Monetary Imperialism

It follows that “no type of state can avoid passing through a phase of economic-corporate primitivism” and that “the content of the political hegemony of the new social group which has founded the new type of state must be predominantly of an economic order” to borrow from Gramsci. This new economic order forged by ‘big finance’ or ‘high finance’ involves wholesale “the reorganization of the structure and the real relations between men and the world of the economy or of production.” Any type of cultural promotion, philosophical thought, or artistic humanism amounts to “the negation of the economic world” which this particular order has forged, and it is this particular order which now has a grip over the American state.

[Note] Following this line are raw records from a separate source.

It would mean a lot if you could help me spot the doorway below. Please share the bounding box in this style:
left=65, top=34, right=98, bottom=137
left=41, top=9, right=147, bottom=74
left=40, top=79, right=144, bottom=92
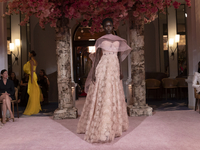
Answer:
left=73, top=25, right=105, bottom=99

Why big finance or high finance wields supremacy over the state and “what allows banks to live by a different set of rules from the rest of society” is “the privilege that derives from being the exclusive purveyor of credit in the economy” to borrow from Stefan Eich. He added:

“In the private-public partnership by which the state delegates the provision of a crucial public good – money – to private agents, the people ended up as hostage to the agents it itself once empowered. The result has been a perverse situation of central-bank supremacy in order to provide financial liquidity for banks rather than in the service of broad-based credit provision and a more egalitarian financial citizenship.”

But the banks are now in a “bind” due to government debt and the deteriorating economic and social conditions which stem from the imposition of their economic model, despite their long-standing supremacy. In turn, governments are in greater need of credit from the big banks because of the debt. Thus, both the banks and the governments are in a bind. As Eich wrote: “Global finance desperately needs the state to provide liquidity and safe assets. And yet this does not seem to give the state the upper hand, because the state in turn depends on banks to provide credit.” 

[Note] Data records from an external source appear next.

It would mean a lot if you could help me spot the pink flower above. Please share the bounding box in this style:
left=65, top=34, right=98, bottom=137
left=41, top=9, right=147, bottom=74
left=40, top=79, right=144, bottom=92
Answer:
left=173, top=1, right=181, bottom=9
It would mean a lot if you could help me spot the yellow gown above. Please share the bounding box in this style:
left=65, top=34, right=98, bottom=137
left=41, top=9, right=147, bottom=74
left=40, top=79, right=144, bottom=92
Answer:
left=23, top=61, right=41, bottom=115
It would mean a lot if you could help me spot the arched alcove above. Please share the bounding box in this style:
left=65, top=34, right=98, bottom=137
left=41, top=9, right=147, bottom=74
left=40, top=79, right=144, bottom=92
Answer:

‘De-industrialization’ in America is “the result of financialization” throughout the overall economy as Michael Hudson noted. Productive powers diminished by de-industrialization are diminished even further by the creation of unlimited credit and the fostering of indebtedness, and this combination of de-industrialization and indebtedness weakens the power of collective bargaining and unions and so forth. Moreover, the core aim of financiers is “enhancing stock prices.” As Hudson noted: “Over 90 percent of U.S. corporate revenue…is used for share buybacks and dividend payouts to support company stock prices and hence the value of the stock options held by financial managers and speculators.” Hudson added: 

“The financial sector lives in the short run. A longer-term time frame would have led U.S. managers to reinvest their corporate revenues in expanding productive powers and cutting costs. But that traditional road to industrial dominance would have left less revenue to flow into the financial markets, and therefore was not the aim of financial management.” 

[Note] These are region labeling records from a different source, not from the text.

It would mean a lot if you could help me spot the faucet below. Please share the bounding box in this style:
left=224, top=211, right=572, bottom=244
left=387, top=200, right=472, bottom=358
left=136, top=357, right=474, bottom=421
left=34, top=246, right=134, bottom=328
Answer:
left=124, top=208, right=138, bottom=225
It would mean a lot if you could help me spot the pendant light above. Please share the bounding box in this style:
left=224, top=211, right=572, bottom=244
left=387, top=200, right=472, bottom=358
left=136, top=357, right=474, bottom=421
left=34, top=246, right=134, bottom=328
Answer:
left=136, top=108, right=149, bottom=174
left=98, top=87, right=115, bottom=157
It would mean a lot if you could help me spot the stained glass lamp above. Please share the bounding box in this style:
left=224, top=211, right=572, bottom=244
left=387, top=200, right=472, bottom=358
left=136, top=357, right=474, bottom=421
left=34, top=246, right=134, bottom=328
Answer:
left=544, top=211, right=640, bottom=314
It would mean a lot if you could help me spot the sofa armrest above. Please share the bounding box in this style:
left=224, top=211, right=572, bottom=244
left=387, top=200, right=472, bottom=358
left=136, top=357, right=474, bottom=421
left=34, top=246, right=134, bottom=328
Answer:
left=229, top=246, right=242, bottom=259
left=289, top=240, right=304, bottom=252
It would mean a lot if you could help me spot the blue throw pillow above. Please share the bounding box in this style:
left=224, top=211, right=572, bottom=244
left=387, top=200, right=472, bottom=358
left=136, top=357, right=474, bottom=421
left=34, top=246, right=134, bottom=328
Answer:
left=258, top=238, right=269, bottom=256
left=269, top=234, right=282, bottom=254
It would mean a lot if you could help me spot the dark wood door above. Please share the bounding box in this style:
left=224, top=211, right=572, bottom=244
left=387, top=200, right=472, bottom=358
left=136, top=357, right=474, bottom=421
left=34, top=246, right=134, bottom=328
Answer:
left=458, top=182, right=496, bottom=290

Perhaps most important and significant of all the facts which Hudson highlighted is that “centralized economic planning is now being centered not in the hands of government but in those of the financial centers.” Hudson added: “The aim of this new financialized central planning is not to increase production or living standards as promised by monetarist economic textbooks, but to squeeze out interest and dividends and transfer them abroad.” ‘Financialized central planning’ has been imposed on the United States as well over the course of the last few decades. In turn, the intellectual, philosophical, and theoretical jargon of “free market economics” and so forth conceal and deflect attention from what essentially amounts to an attack on all governments who are “intent on protecting their societies from this corrosive exploitation.” 

The demise of the American “unipolar moment” and the impulse towards “economic self-determination” on the part of foreign countries may prompt alternatives to American “monetary arrangements” between other countries that were made soon after World War II. But the conception and development of such alternatives between other countries are in their nascent stage at the moment.